Regime chinês vende armas a um governo que perde o apoio popular rapidamente
Venezuelanos marcham durante um protesto contra o governo do presidente venezuelano Nicolás Maduro, em Caracas, em 18 de outubro de 2014. A agitação pública está crescendo na Venezuela (Federico Parra/AFP/Getty Images)
Com o governo venezuelano se preparando para enfrentar a crescente agitação no país e tentar assegurar a lealdade de seus militares, a República Popular da China tem se prontificado a oferecer dinheiro e armas. O primeiro de quatro carregamentos de armas programados provenientes da China, que inclui veículos blindados, caminhões de transporte e artilharia de campo, chegou em 29 de dezembro de 2014.
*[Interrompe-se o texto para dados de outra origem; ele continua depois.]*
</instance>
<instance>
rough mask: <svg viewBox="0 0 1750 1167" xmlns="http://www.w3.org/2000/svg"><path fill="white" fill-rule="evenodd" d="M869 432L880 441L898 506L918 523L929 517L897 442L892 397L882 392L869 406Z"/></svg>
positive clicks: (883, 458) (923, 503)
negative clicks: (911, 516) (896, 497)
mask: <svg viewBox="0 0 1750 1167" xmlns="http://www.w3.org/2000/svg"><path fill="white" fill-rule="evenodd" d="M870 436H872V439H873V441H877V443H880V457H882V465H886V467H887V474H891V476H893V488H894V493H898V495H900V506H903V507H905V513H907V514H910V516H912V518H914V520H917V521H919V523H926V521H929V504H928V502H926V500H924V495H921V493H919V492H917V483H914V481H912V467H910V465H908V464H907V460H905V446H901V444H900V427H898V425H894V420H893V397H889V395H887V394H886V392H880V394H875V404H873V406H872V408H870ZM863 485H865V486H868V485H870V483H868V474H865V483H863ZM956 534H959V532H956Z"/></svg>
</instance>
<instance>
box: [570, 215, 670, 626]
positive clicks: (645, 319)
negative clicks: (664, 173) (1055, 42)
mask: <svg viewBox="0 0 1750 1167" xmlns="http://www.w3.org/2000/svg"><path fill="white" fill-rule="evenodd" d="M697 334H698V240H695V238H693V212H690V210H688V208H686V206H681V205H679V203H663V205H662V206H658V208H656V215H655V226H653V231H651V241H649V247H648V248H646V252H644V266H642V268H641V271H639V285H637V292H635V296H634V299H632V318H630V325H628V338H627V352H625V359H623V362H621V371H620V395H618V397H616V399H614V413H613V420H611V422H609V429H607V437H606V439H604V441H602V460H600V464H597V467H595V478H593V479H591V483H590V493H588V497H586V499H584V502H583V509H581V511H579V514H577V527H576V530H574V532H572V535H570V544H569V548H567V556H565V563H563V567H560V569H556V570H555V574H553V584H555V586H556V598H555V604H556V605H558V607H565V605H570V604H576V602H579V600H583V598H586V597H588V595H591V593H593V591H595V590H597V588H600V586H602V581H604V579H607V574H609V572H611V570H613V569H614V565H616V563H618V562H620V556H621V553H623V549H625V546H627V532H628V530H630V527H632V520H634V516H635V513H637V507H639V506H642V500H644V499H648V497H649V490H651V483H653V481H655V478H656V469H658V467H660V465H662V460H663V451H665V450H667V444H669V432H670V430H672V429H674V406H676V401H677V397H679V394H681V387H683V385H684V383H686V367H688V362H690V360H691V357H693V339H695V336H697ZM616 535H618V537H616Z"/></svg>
Quando o primeiro carregamento de armas chegou, o ministro da Defesa venezuelano Vladimir Padrino López expressou sua gratidão e apoio ao presidente venezuelano Nicolás Maduro. De acordo com IHS Jane’s, uma empresa-líder de inteligência, ele também enviou uma mensagem de Twitter reafirmando “a lealdade [dos militares] à Constituição e ao presidente”.
“Os líderes militares servem tais quais os capitães de uma guarda pretoriana”, disse Robert Bunker, professor-adjunto do Instituto de Estudos Estratégicos da Escola de Guerra do Exército dos EUA, referindo-se aos guardas dos imperadores romanos.
“Eles estão jurando fidelidade ao sucessor bolivariano escolhido de Hugo Chávez e não aos cidadãos do Estado venezuelano”, disse Bunker. “Em troca, eles são recompensados pelo presidente com suprimentos de armas.”
Apoiadores do líder preso da oposição venezuelana Leopoldo López protestam diante do escritório do Programa das Nações Unidas para o Desenvolvimento (PNUD) em Caracas em 26 de setembro. O governo venezuelano pode estar se preparando para reprimir ainda mais as manifestações (Juan Barreto/AFP/Getty Images)
Ponto crítico
Os embarques se seguem a vários protestos antigoverno de grande escala na Venezuela, e a uma série de outros problemas sociais nos últimos meses.
IHS Jane’s se referiu ao mais recente desenvolvimento em 28 de dezembro de 2014, o fato do preço do petróleo cru venezuelano ter caído para 48 dólares por barril. A queda do preço do petróleo ajudou a lançar na recessão uma economia que já enfrentava a maior inflação da América do Sul e uma das maiores do mundo.
O governo venezuelano pode anunciar em breve medidas econômicas para lidar com a queda dos preços do petróleo, de acordo com IHS Jane’s. Estas medidas, cujos detalhes não foram liberados, foram contestadas por altos membros do Partido Socialista Unido da Venezuela no poder.
Vários membros do governo venezuelano apresentaram sua renúncia meses atrás. De acordo com IHS Jane’s, até 22 de agosto de 2014, “todos os principais ministros, incluindo o vice-presidente, apresentaram suas demissões”. As demissões e a reestruturação do governo seriam parte do que Nicolás Maduro chamou de uma revolução dentro da revolução.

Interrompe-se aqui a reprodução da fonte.